NKRI dan desentralisasi. Dalam KMB sudah kelihatan jelas bahwa belanda belum siap melepas angan-angannya untuk menguasai Indonesia. Atas desakan belanda,  KMB menyepakati  bentuk negara federal-republik inodensia serikat ( RIS ). Republic Indonesia adalah satu dari 16 negara bagian RIS yang kebanyakan diciptakan oleh, atau terbentuk atas dukungan, belanda. Tapi perkembangan di lapangan tidak seperti yang diharapkan  belanda. Dalam bulan-bulan berikutnya, atas tuntutan masyarakat setempat, satu per-satu negara bagian itu menyatakan  bergabung dengan negara RI, pada agustus 1950. Negara kesatuan republic Indonesia terbentu ( lagi ) dengan UUD sementara.
            Penyatuan Indonesia seacara politik “ makro “ selesai. Namun, hubungan anatar daerah tetap merupakan titik rawan. Factor penyebab kepentingan ekonomi antara jawa dengan luar jawa menimbulkan friksi politik yang berkelanjutan. Luar jawa telah menjadi penghasil devisa utama, sedangkan jawa merupakan pengguna devisa utama, seperti yang akan kita bahas nanti, kebijakan ekonomi yang diambil oleh pusat tidak memecahkan masalah,. Daerah-daerah ekspor  ( luar jawa ) merasa dirugikan. Ketidakpuasan daerah terhadap pusat makin meningkat dan bermuara pada pemberontakan PRRI-permesta ( 1957-58 ). Sejarah mencatat bahwa dalam waktu yang tidak terlalu lama, pemberontakan dapat diatasi, namun dengan biaya besar yang membebani ekonomi indonesai  untuk beberapa waktu kemudian,  berupa beban tambahan pada APBN dan gangguan pada produksi.
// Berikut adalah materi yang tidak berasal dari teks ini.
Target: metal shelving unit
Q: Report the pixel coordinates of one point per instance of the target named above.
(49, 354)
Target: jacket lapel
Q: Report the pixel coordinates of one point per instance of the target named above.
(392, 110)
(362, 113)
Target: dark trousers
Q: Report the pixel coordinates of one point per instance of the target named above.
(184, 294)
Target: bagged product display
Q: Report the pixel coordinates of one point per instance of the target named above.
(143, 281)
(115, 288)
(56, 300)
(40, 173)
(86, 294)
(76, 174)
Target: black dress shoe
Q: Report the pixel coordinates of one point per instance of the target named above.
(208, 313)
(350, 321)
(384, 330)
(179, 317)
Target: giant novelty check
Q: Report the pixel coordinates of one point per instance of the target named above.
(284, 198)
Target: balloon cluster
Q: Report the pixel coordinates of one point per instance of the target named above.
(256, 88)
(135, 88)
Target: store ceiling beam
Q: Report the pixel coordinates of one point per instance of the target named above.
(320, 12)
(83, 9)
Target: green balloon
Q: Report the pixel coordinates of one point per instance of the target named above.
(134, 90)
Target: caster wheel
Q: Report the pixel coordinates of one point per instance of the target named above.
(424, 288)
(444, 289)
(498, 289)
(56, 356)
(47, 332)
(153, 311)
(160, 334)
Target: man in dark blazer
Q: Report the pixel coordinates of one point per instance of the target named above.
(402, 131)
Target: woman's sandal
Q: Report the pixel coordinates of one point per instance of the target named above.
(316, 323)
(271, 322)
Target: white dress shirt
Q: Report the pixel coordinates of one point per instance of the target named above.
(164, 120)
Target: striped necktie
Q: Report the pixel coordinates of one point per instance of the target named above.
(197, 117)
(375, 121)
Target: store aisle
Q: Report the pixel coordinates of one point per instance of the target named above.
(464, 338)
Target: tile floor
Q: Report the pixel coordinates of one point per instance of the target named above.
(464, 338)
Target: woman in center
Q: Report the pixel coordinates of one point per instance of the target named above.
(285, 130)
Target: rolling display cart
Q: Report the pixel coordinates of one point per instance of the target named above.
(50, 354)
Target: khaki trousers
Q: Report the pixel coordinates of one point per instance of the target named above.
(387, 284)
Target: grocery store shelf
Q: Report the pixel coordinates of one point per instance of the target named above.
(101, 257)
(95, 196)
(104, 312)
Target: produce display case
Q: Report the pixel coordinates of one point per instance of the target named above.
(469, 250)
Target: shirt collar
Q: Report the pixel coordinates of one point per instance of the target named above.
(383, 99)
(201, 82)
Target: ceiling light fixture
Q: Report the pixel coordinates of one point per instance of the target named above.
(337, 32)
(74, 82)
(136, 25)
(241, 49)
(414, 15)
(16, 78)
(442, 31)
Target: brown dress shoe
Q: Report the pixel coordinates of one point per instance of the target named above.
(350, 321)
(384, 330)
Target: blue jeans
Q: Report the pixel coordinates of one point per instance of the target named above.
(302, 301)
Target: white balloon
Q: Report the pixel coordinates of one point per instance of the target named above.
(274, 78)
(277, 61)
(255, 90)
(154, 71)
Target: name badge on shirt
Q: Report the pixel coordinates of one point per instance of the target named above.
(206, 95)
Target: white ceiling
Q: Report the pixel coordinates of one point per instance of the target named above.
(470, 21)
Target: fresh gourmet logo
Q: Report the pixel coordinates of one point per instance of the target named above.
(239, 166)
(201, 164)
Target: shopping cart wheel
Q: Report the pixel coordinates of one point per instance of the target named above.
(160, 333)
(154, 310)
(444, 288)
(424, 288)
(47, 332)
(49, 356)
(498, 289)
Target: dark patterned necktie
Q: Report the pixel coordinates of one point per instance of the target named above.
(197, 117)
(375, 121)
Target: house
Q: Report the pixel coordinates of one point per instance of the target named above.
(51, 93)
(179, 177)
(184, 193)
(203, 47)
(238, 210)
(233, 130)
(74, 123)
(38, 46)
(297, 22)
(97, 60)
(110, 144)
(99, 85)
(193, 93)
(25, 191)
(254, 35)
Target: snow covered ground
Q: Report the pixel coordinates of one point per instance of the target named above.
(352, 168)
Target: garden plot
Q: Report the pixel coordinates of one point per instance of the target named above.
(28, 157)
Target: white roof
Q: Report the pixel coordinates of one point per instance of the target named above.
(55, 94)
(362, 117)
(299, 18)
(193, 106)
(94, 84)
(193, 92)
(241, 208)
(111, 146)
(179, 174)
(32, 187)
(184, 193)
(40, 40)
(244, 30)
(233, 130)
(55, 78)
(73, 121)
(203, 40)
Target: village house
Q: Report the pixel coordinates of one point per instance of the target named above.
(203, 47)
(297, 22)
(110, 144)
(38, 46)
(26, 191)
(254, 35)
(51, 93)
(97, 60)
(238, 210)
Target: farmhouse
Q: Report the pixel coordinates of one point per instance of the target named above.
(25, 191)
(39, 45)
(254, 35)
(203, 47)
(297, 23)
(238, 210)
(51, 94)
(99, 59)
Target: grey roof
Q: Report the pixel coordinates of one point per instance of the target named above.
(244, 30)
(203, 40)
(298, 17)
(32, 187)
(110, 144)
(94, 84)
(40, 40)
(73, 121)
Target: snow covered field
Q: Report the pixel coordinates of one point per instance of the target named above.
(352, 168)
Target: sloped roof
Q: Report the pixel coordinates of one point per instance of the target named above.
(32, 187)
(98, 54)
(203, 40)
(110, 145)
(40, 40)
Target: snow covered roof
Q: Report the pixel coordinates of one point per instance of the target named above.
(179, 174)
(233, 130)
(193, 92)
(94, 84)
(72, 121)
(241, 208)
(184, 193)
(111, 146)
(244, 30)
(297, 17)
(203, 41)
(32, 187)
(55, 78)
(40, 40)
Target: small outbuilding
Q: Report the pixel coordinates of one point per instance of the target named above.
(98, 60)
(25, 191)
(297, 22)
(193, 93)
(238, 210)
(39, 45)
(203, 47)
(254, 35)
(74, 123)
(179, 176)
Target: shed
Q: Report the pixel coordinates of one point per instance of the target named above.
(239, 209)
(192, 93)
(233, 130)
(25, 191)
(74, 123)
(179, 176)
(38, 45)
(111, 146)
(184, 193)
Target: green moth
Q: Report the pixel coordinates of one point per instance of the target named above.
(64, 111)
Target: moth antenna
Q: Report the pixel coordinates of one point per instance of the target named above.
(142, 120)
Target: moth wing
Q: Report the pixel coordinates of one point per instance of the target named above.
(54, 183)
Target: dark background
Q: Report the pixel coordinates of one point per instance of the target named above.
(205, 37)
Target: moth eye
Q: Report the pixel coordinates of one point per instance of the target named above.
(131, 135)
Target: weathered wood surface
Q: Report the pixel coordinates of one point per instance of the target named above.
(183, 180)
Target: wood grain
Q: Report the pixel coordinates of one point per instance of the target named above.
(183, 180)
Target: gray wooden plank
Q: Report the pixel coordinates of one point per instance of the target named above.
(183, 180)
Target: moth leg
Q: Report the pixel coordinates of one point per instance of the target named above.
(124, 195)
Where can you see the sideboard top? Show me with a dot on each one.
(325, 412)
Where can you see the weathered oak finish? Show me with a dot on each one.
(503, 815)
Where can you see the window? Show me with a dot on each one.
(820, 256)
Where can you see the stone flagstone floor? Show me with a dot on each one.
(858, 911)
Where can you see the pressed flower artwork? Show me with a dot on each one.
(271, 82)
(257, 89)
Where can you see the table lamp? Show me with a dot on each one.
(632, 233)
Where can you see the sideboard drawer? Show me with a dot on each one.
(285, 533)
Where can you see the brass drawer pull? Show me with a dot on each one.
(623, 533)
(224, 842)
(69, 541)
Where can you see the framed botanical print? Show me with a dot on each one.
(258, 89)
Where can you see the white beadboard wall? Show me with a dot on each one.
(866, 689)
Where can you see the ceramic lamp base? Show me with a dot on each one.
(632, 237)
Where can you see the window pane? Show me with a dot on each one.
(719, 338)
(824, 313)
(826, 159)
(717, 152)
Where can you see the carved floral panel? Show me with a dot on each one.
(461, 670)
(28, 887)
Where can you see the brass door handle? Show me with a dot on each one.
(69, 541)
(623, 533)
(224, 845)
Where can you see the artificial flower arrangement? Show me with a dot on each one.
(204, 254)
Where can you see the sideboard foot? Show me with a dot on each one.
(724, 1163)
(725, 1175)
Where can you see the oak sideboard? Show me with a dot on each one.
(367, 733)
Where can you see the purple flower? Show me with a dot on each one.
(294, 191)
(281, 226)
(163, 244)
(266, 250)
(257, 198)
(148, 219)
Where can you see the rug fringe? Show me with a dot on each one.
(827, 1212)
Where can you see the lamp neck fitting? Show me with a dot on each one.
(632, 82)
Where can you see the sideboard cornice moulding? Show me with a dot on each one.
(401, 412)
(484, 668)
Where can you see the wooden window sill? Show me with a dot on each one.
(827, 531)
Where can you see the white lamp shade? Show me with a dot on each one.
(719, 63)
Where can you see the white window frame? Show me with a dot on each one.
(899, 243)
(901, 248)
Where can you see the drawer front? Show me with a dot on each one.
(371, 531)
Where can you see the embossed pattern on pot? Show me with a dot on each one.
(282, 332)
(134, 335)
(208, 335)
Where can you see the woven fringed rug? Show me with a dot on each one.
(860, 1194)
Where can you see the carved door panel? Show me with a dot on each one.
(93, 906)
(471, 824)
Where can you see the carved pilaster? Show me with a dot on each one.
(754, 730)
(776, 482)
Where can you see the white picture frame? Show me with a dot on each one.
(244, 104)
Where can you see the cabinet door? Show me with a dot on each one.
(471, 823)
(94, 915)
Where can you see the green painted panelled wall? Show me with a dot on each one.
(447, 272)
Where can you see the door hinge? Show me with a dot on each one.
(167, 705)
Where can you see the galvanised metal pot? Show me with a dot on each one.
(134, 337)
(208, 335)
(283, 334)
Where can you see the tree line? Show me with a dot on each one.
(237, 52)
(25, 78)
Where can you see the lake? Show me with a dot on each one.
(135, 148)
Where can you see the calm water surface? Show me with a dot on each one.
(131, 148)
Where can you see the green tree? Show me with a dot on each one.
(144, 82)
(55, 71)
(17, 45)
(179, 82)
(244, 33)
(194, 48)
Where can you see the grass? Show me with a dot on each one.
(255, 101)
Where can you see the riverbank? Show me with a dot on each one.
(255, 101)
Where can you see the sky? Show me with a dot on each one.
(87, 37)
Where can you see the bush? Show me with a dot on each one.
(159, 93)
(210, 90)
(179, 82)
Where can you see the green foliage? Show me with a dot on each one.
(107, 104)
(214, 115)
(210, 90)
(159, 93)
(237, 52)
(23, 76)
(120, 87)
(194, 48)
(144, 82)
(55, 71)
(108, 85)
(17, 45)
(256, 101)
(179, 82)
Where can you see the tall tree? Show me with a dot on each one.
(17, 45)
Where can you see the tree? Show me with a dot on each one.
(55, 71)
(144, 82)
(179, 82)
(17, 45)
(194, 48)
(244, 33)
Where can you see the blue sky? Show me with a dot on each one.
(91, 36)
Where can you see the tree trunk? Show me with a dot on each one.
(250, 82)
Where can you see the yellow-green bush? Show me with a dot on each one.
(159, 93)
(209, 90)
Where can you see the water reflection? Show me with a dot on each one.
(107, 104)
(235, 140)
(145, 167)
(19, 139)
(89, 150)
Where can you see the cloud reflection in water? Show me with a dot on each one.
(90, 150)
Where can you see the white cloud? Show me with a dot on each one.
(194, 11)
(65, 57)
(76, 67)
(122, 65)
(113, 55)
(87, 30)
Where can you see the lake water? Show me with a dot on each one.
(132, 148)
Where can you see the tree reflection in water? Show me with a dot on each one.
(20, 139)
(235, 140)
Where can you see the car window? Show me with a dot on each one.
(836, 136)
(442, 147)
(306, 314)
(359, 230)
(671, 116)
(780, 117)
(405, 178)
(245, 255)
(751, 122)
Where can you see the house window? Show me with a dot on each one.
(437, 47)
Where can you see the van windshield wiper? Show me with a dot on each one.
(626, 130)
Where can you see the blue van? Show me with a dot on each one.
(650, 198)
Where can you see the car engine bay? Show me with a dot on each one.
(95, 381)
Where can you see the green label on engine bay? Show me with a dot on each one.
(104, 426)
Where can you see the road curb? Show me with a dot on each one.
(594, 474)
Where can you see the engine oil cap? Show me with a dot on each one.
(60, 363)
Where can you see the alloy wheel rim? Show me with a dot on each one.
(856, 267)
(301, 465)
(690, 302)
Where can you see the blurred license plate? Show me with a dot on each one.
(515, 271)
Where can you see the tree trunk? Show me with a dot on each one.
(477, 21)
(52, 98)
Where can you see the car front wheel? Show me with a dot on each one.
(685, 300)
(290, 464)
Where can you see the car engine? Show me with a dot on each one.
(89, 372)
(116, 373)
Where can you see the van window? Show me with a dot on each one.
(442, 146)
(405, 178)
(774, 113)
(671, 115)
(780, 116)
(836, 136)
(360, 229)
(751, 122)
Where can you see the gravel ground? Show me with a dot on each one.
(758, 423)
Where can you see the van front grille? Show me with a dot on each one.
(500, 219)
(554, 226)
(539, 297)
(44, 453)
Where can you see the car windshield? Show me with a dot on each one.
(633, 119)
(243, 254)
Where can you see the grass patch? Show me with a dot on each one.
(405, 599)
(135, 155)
            Sedikit kilas maju, di masa demokrasi terpimpin dan masa orde baru, NKRI tidak mengahdapi tantangan yang berarti. Suara yang menuntut hak-hak yang lebih besar bagi daerah nyaris tidak terdengar. Namun, masalah keseimbangan antara sentralisme dan desentralisme dalam tata pemerintahan sebenarnya belum terselesaikan. 40 tahun kemudian pada waktu orde baru diganti orde “ reformasi “, tuntutan untuk desentralisasi muncul kembali. Kali ini dengan suara keras dan kali ini mendapat respons substantif. Beberapa kebijakan dan perundingan ditetapkan untuk mengalihkan sejumlah kewenangan dan tanggung jawab penting dari pusat kepada daerah. Indonesia melaksanakan desentralisai besar-besaran dalam waktu relative singkat. Indonesia dikatan melaksanakan big bank approach. Indonesia sekarang menjadi salah satu negara di dunia yang paling ter-desentralisasi. Namun, secara objektif system otonomi daerah yang sekarang ada belum seluruhnya berjalan baik. Indonesia masih terus mencari titik keseimbangan yang pas antara sentrelisasi ( yang diperlukan untuk mendukung negara kesatuan ) dan desentralisasi ( untuk mendukung aspirasi daerah untuk mengatur diri sendiri ). Tema ini akan menjadi bahan untuk ditulis dalam buku sejarah perekonomian diwaktu mendatang. Tetapi marilah kita kembali ke-periode bab ini akan menelusuri kebijakan-kebijakan ekonomi utama dan kinerja perekonomian Indonesia pada 1950-57
TANTANGAN EKONOMI
Dibidang ekonomi, Indonesia dihadapkan pda kenyataan :
a)      Adanya kerusakan berat pada sarana dan prasaran produksi
b)      Birokrasi pemerintahan yang belum mapan dan belum berjalan baik
c)      Beban utang yang harus ditanggung sebagai konskuensi dari kesepakatan KMB
d)      Konstelasi kekuasaan ekonomi dan kemampuan ekonomi antar kelompok sosial yang tidak jauh berbeda dengan masa colonial masa dahulu.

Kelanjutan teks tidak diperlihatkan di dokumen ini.